Paint on the Smiles
Although a prolific author with many books to her name, this writer was new for me. I will not be returning for more offerings. This particular novel centres on two sisters, Cecily and Ada, and their successful shop before and during the Second World War. It is a sequel to an earlier novel, and although the reader can catch up due to the chunks of knowledge inserted, it would have been easier had I read the first book, Goodbye to Dreams. The mention of the Pleasure Beach suggests the novel is set in Blackpool, but this is the only real mention of the place.
There are various subplots involving an angry daughter Myfanwy (Van) who is unable to forgive her mother for her illegitimate birth and the criminal husband of Ada, who emerges from prison a disturbed and potentially dangerous man.

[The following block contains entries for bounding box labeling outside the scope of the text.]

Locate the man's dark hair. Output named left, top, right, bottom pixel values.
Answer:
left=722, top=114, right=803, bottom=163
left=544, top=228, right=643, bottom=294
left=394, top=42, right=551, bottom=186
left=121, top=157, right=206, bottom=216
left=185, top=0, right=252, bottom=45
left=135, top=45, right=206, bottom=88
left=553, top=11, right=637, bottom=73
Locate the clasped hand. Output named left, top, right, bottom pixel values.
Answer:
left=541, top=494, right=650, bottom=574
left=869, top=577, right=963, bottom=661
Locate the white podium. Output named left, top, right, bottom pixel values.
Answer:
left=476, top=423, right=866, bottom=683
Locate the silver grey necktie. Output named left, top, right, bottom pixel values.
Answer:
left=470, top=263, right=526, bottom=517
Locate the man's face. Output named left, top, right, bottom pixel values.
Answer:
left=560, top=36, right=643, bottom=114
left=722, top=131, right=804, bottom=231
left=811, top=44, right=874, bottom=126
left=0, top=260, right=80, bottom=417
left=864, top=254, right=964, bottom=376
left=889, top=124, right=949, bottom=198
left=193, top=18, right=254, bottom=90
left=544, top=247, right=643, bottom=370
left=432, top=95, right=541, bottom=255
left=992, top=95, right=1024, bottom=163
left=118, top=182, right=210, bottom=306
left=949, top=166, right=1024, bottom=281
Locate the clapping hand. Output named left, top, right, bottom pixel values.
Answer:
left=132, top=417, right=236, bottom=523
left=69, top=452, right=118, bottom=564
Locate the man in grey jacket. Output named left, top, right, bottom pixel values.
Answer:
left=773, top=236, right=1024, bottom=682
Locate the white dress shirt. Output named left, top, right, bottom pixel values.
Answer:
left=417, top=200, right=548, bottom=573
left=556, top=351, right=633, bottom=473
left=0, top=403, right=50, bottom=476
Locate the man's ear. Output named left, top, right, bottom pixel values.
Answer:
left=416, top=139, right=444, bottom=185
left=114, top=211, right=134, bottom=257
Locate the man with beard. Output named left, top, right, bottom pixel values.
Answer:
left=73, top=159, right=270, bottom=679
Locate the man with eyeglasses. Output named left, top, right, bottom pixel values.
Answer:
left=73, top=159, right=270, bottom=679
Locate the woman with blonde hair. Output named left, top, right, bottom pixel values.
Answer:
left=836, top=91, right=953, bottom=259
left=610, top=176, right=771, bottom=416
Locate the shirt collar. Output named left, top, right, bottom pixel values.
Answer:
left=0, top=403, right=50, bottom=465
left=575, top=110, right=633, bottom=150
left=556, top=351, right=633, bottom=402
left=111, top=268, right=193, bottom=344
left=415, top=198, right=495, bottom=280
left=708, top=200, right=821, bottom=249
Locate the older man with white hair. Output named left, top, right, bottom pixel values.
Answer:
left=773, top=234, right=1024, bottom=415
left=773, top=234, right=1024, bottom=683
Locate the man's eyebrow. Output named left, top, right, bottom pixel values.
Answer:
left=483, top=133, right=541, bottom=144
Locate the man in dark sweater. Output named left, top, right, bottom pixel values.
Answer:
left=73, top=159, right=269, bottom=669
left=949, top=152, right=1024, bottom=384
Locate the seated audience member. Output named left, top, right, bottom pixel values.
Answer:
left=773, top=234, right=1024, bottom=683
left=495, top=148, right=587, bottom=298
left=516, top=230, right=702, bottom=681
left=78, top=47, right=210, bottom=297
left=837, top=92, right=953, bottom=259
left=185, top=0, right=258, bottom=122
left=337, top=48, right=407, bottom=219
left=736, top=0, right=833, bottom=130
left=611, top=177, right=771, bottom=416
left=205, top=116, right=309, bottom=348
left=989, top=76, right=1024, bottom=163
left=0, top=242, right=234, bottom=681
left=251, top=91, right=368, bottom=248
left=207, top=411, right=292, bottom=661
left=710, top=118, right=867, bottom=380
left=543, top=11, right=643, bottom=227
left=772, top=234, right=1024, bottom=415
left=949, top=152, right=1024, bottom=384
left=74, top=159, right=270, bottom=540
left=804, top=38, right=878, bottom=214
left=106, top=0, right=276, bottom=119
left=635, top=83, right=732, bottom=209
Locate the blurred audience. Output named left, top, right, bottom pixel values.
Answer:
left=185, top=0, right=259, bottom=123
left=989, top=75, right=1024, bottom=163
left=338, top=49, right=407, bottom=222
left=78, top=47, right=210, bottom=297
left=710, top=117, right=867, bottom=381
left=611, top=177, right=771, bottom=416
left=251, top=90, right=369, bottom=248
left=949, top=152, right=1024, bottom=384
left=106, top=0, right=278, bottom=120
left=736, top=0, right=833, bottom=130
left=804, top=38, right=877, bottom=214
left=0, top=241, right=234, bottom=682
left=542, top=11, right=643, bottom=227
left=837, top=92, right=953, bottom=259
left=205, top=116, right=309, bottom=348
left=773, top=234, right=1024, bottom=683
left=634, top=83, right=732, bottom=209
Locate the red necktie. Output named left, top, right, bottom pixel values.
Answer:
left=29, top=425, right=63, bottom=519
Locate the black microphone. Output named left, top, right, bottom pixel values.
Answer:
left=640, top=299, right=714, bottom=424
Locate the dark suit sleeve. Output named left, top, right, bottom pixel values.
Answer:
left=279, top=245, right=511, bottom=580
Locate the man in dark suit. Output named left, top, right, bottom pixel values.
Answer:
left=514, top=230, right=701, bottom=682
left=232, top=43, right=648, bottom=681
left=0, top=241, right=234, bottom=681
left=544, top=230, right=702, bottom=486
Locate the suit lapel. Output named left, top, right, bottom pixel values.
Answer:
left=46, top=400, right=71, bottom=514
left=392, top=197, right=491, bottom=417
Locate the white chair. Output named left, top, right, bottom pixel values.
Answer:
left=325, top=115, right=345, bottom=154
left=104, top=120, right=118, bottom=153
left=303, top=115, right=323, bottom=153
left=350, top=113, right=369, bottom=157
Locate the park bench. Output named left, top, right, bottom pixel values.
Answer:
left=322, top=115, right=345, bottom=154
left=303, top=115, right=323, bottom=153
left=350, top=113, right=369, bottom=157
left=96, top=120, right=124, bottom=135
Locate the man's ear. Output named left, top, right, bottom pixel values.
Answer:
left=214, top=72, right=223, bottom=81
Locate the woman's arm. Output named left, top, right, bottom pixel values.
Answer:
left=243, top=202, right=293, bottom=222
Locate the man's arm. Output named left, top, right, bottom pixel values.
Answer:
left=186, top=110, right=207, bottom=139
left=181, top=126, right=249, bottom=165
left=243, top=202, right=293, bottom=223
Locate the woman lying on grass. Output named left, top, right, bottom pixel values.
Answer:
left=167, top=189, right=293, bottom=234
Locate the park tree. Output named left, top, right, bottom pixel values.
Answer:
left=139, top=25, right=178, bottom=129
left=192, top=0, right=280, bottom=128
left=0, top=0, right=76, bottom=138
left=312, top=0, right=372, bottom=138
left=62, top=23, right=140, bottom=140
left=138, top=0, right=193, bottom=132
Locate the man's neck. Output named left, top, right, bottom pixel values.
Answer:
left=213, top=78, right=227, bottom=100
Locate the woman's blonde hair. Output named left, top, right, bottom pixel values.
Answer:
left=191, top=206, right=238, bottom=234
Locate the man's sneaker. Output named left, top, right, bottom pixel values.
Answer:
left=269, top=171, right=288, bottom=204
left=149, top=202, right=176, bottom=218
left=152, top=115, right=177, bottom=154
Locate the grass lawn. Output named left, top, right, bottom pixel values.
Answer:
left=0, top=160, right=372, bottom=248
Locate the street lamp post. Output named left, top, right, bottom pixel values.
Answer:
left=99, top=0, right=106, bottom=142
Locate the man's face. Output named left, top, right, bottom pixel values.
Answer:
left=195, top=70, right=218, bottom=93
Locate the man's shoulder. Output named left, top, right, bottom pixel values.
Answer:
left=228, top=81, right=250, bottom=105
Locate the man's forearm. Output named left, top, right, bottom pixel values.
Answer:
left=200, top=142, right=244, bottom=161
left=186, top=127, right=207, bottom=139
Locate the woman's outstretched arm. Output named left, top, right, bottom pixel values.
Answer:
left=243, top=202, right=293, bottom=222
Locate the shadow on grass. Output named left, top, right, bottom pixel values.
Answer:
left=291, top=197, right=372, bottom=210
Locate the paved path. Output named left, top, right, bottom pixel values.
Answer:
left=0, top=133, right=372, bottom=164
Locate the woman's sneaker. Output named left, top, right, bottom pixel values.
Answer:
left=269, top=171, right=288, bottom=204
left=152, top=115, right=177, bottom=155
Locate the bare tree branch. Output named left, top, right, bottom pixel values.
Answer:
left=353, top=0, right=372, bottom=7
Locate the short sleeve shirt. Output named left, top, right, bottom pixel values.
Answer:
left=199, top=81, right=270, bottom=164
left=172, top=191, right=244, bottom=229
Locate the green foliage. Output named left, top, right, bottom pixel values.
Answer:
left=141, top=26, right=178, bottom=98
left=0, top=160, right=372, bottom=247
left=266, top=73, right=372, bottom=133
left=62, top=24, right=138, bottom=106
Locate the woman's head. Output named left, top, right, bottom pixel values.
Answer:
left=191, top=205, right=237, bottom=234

The characters are secondary to the plot in that they behave in certain ways and commit various acts because the plot demands it. The reader lurches from event to event, which, while quite exciting as set pieces, lack emotional depth or meaning. Instead of believable, rounded characters, we have an attempt to create idiolect by rearranging the sentence structure of many utterances of the characters. Annoying it quickly becomes, and overused in the style of Yoda it is, and it does not work as a substitute for real characters. If you find dialogue such as `Loved it she did, flirted something awful, mind, terrible she was’, convincing and interesting, then this may be the book for you. Recommended by me, it isn`t.